This blog is closed
Epilobium
“Tell me one true thing,” she said.
Up above was sky, and breezes. Up above was light cascading off the sun. It ricocheted down to them, absorbed in dank and smooth red walls. He thought for a while, silent.
A canyon wren sang, a languid glissade of notes upturned at the ends.
“You see? You can’t do it.” She sighed, her boot heels kicking up sand behind them as she walked. “The wren can, you can’t. It’s sad.”
“I was thinking.” Said to the back of her head as they hiked.
“Not falsifiable, thus unverifiable. Only possibly true at best. Try again.”
He smirked. “We’re a mile into a slot canyon and we can’t climb out the way we came.”
She turned to face him, her brown eyes mantled, her eyelids pretending at severity.
“I ask for truth and you offer me mere fact.”
“You’re playing games,” he said. “It’s the single most important truth there is. Two miles from the truck, and it might as well be twenty. Once we slid down the chute we were committed. No way out except to go through it. No way to know if we’ll get cliffed out before the end.”
“Cheap metaphor isn’t truth either.”
Boots on sand, boots on smooth gravel. Dark stains on the rock, ten centuries of groundwater seeped slowly in to quietly sublime, leave darkening salts upon the rock, the surface slowly penetrated grain by grain into the depths. They found themselves again in silence, walked deeper into the earth in silence, had only the rhythmic crunch of boot soles to break the silence, tracing bend after sinuous bend as the walls converged, until one rounded bend revealed a flood-carved alcove. A shaft of yellow light illuminated it.
She shivered, walked into the light, sat on the sand. She pulled an apple from her pack.
“You may regret not having that later,” he said. She sniffed. “I regret not having it now.” She took a bite, and then another, and offered him the remainder.
“Not really hungry. You go ahead.”
“Come on, come on. Eat. You know: ‘The woman tempted me.’”

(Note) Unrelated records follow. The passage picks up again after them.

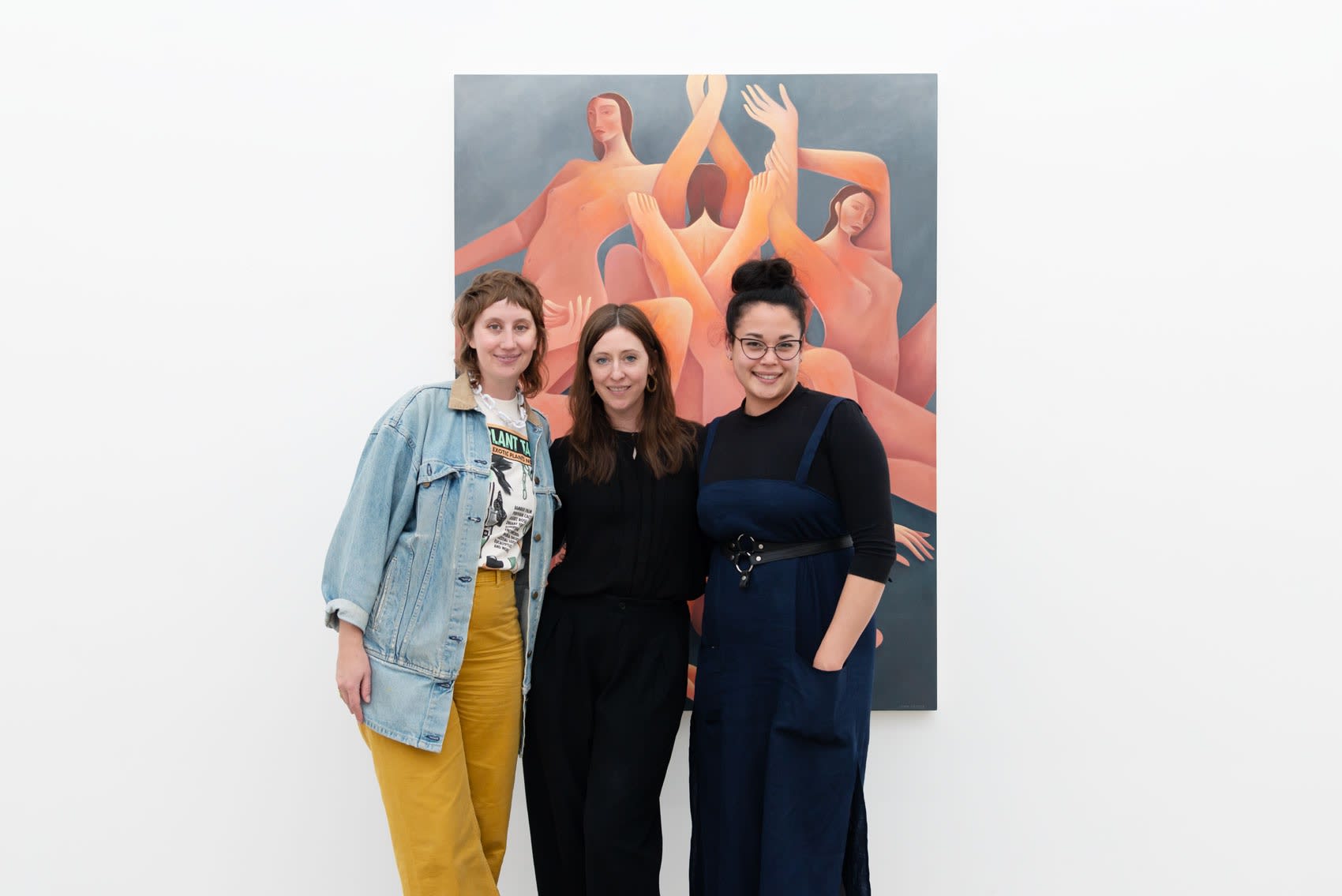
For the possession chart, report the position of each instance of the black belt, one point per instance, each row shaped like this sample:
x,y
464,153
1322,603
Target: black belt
x,y
747,552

“I’m fine. You finish it.” She looked at him long and pointedly, shook her head a little. The light kept moving, slanting up away from the canyon floor. A gloriole of sun around her hair, he thought. She arched her back against the rock and shivered. “You’re cold,” he said. It wasn’t a question.
“Not exactly,” she said.
“Why so opaque?”
“What do you mean?”
He shook his head.
In a few minutes the light had left her. He stood. “No way out except to go through it.” He walked to her, offered his hand to help her rise. She pulled herself up unaided.

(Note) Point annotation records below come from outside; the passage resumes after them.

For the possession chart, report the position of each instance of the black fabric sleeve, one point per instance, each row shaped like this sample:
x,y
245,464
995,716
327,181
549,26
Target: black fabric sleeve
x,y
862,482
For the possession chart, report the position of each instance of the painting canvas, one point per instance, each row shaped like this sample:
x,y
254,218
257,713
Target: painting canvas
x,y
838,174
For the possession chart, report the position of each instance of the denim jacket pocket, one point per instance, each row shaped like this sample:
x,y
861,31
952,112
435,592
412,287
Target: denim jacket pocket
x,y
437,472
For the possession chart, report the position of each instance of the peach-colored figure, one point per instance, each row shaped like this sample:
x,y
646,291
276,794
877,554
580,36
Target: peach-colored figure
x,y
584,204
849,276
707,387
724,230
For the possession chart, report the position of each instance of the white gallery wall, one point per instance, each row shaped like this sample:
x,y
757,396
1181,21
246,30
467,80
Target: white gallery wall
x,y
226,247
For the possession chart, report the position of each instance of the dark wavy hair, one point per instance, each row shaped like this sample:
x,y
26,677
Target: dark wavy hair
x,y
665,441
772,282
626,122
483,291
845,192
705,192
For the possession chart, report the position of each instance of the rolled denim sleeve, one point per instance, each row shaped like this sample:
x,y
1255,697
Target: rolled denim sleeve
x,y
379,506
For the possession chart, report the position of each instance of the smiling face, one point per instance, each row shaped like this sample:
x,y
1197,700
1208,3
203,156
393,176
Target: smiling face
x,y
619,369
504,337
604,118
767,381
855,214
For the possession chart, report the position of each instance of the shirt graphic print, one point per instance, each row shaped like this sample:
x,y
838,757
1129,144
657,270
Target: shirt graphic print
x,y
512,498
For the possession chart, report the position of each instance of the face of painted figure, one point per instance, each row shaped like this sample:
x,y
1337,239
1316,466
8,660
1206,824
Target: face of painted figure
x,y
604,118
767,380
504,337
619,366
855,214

Another hour walking, then two, skating over soft sloping sand and clambering up impossibly teetering slabs of sandstone fallen from the walls, tree trunk wrack and sheer falls to hang from with fingertips, trusting that the sand six feet below their boots was dry and sound. The fear rose in him. She seemed surprised. “You’re the one who keeps bringing us down here.”
“What are you talking about?”
“We spend all our time together in these depths. I’d be up top right now if not for you.”
“You can’t be serious. You’re the one that drove us here.”
Her voice grew an edge of exasperation. “Because this is where you need to be.”
He was bewildered. “I didn’t want to come down here.”
“And yet here we are.”
The air grew abruptly dark and he tasted moisture. He looked up. Past walls that seemed almost to touch above their heads, dark clouds passed low and menacing. He saw a flash of lightning, then another, and a low rumbling came, whether from up-canyon or down or above he could not tell. A gust swirled around their ankles, a few wind-blown leaves racing past them on their way toward the canyon’s mouth.
“I think…” he said.
“I think you need the flood to come,” she said. “Each time our conversation veers toward truth, then down it comes.”
“This is crazy.”
“Yes, it is. Here you are in the desert’s heart, your womb, your refuge, and you see nothing but the storm.”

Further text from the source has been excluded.